Posted by: joe shropshire at September 1, 2005 8:03 PM

It's winning elections in the three major states of the Anglosphere and has been utilized in places like New Zealand and Chile for years now. There won't be a single Republican seeking the nomination in '08 who isn't running on the Third Way.

Hillary will at least flirt with it and her running mate will be someone like Bill Richardson who's at least nominally associated with it.

Posted by: oj at September 1, 2005 8:08 PM

You're not listening. But I repeat myself. The Third Way is just welfare statism, oj. Of course welfare statism wins elections; and of course welfare states go bankrupt. They bleed out. The Anglosphere may do that slower than the EU but there will come a day when we pretend to work and they pretend to pay us. I'll probably be dead by then but you have kids. This is what you want for their future?

Posted by: joe shropshire at September 1, 2005 8:29 PM


Yes, the point is that the citizenry demands some level of social security, a welfare net of some density or other. The genius of the Third Way is that it uses mandates and market forces to knit the net. Welfare Reform with work requirements, Privatized Social Security, Health Savings accounts, School Vouchers, personal unemployment accounts, Faith Based Initiative, etc. essentially force the populace to fund its own welfare. That's very much the kind of future we should leave our kids and will.

More important, there's never going to be a successful national candidate who proposes undoing any of the net--that argument was lost.

Posted by: oj at September 1, 2005 8:36 PM


I'm not sure "Third Way" is the correct designation, though. All of those ideas are to the right of the status quo and are essentially reliant on free-market principles. Even the purist libertarians who complain about the Bush administration frequently fail to see that we're at least moving things in their direction.

Posted by: Matt Murphy at September 2, 2005 4:37 AM


Yes, the Third Way moves the Left to the Right of the New Deal/Great Society status quo and requires the Right to recognize they can't go back to the pre-New Deal. Libertarians can never accept it because of the mandates.

Posted by: oj at September 2, 2005 6:56 AM

If Reagan falls within your definition of the Third Way, then fine. You're saying more or less the same thing I mean when I say that modern conservatism envelopes the entire range of late 19th and early 20th century politics. Once we marginalize the socialists, we can start to fight amongst ourselves, where the interesting questions are.

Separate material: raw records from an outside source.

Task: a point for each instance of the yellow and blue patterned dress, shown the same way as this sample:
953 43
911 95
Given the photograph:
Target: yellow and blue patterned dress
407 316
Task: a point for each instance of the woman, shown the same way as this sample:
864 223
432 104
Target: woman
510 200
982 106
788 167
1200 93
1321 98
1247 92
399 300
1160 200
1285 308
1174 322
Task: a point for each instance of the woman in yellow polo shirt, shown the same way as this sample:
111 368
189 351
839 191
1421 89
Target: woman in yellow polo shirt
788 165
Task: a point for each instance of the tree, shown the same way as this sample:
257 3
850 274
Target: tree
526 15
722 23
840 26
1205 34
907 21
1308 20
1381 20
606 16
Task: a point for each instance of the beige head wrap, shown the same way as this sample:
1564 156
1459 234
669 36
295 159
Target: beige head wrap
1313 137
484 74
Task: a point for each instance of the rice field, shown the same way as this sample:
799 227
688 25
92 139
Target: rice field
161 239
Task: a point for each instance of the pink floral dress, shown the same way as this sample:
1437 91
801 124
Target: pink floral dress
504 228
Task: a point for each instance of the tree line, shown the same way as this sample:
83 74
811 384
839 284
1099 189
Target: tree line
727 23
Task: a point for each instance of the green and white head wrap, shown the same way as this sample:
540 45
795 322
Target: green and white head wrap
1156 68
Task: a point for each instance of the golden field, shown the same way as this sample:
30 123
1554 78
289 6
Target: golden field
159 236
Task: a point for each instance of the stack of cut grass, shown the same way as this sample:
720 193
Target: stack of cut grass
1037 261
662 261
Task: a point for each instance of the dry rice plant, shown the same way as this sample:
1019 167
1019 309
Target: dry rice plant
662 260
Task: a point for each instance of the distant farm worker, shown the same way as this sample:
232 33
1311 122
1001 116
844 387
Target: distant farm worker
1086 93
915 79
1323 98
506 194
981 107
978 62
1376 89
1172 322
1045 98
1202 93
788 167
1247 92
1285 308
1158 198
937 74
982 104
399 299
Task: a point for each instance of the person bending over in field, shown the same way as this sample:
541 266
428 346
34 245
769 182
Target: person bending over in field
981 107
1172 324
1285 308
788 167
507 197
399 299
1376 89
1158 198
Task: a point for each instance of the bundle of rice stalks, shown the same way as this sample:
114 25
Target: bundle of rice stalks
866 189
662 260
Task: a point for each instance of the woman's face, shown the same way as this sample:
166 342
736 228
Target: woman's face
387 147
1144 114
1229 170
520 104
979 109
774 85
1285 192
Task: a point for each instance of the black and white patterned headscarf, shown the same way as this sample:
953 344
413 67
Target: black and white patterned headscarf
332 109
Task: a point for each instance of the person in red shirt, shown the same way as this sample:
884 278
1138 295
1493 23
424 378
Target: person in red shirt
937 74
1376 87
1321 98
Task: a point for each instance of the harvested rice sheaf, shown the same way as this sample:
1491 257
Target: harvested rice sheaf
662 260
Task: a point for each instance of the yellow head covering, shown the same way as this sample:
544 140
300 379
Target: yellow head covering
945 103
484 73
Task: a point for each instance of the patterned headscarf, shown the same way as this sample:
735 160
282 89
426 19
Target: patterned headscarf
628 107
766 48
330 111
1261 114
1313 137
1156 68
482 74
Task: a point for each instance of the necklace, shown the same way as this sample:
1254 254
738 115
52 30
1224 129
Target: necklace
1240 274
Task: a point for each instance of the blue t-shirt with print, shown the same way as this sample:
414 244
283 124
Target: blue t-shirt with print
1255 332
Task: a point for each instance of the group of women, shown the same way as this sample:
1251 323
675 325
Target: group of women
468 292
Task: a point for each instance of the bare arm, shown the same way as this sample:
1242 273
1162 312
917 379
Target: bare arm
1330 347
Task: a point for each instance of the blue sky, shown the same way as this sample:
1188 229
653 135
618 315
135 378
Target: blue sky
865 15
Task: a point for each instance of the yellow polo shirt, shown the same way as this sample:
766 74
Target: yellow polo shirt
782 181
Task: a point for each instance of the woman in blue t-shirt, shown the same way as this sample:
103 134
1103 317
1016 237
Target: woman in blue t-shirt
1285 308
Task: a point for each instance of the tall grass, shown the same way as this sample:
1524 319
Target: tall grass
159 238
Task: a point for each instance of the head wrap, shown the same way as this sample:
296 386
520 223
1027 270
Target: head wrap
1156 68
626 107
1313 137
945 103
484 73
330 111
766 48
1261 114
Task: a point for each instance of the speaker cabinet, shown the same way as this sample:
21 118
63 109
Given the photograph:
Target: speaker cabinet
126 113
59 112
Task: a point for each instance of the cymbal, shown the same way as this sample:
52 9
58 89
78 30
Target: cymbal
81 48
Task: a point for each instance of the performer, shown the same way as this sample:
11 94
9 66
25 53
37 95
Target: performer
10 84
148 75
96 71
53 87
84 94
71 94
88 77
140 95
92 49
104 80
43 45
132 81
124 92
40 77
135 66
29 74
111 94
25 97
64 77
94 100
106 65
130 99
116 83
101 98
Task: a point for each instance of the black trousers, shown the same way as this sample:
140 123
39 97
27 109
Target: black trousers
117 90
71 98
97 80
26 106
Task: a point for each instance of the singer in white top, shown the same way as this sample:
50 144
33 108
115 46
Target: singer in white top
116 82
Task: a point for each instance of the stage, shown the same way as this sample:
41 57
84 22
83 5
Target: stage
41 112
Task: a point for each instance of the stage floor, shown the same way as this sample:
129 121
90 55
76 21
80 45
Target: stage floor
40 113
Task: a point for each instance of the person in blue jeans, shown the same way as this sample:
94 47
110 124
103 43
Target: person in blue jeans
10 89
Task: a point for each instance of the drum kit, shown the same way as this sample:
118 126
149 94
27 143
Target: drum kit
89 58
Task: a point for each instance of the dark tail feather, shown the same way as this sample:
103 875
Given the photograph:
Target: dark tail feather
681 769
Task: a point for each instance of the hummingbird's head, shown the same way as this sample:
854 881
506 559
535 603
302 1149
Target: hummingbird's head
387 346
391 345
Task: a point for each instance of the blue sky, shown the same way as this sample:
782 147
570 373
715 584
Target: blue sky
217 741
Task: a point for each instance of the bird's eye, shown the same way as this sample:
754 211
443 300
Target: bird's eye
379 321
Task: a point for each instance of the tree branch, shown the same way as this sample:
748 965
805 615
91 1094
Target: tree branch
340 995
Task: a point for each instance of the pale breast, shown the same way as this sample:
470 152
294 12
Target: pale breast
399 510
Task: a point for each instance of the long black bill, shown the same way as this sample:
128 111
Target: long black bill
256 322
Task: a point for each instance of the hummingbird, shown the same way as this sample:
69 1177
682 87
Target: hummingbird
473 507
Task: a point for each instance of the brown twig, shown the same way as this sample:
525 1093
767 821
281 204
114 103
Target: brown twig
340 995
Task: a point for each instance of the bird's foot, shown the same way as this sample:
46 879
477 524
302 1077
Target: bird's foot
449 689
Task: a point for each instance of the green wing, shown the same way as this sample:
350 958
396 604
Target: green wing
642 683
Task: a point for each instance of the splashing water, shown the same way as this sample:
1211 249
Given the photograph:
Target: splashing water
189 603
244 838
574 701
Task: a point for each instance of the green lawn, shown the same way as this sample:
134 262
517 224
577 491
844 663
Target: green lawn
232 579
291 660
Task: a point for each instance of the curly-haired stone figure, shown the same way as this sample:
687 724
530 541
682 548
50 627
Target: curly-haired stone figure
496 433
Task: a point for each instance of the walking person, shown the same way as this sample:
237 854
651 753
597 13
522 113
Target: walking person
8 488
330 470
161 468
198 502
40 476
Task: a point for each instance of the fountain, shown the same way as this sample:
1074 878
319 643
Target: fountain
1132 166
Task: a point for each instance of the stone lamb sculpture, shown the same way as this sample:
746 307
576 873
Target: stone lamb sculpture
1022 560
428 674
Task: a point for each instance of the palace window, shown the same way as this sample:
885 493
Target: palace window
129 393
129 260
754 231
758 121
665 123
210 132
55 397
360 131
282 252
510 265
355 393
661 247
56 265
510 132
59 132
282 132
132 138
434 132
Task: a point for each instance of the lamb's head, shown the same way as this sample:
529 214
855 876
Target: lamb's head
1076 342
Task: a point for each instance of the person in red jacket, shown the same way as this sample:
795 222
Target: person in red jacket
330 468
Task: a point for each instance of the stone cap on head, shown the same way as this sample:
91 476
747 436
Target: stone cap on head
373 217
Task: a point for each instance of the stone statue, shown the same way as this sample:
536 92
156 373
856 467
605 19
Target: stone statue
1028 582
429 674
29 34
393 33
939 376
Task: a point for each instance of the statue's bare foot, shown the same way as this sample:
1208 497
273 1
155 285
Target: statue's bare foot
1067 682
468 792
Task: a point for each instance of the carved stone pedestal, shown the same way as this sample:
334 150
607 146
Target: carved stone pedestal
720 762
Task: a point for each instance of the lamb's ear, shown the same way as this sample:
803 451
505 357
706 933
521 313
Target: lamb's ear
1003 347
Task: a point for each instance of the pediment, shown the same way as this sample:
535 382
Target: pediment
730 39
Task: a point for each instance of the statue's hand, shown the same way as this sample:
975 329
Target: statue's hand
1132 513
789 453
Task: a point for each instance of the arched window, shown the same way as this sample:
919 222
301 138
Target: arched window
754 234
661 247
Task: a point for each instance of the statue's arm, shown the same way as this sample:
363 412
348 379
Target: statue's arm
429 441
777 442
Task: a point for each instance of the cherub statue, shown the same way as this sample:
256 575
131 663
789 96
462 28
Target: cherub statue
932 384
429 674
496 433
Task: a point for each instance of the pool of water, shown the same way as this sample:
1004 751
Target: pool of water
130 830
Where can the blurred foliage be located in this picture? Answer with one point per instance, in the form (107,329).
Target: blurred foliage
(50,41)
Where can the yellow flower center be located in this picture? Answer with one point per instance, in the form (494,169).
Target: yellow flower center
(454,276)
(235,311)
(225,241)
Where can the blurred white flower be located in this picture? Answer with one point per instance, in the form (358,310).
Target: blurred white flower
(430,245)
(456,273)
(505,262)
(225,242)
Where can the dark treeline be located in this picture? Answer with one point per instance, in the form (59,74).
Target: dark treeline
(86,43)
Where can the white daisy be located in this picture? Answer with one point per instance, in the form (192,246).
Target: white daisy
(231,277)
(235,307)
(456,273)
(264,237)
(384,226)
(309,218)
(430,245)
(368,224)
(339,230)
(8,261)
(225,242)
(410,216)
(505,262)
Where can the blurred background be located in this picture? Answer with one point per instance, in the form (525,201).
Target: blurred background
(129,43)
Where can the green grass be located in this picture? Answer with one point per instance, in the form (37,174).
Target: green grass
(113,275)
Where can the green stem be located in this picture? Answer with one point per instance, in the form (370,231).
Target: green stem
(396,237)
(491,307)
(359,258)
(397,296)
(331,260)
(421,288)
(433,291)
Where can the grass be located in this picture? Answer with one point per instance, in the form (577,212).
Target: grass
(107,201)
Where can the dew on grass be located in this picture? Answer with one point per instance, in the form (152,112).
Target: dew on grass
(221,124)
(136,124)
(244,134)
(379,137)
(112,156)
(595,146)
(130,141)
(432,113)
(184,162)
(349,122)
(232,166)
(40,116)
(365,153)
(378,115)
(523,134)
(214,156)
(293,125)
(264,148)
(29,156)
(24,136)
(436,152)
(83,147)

Nonetheless, the term "Third Way" is what socialists are now calling socialism. No conservative uses that term.

Posted by: David Cohen at September 2, 2005 9:37 AM

No, Reagan was basically a New Dealer as president. He was too much a child of the Depression to really challenge the traditional welfare state.

Yes, conservatives make up other names for it, but it's still just the Third Way--a welfare safety net by capitalist means.

Posted by: oj at September 2, 2005 9:55 AM

That's not a difference you can split, oj. There is no such thing, in the long run, as a welfare state by capitalist means. Sooner or later the welfare state will win, and both right and left know this. There is no significant question to which Bill Clinton is the answer. The only one who believes otherwise is you.

Posted by: joe shropshire at September 2, 2005 1:12 PM


No, you misunderstand. The issue has already been decided--democratic peoples demand a welfare state. The question that remains is whether it should be structured along the statist lines that have prevailed since its inception, with a central government controlling every aspect of it and doling out the checks, or whether that system can and should be replaced by a series of mandates and a loose framework, which requires individuals to essentially fund their own welfare net. So, for instance, no one proposes that Social Security be done away with and that we return to the 20s. But the Third Way suggests that individuals could fund and control their own accounts within uniform parameters established by the federal government. Other states are more advanced than we in this regard, but it seems reasonably likely that this is where we're headed. As you and David point out, this could easily be considered just another form of socialism. It's also the most extreme Rightwards shift that any conservative party anywhere proposes.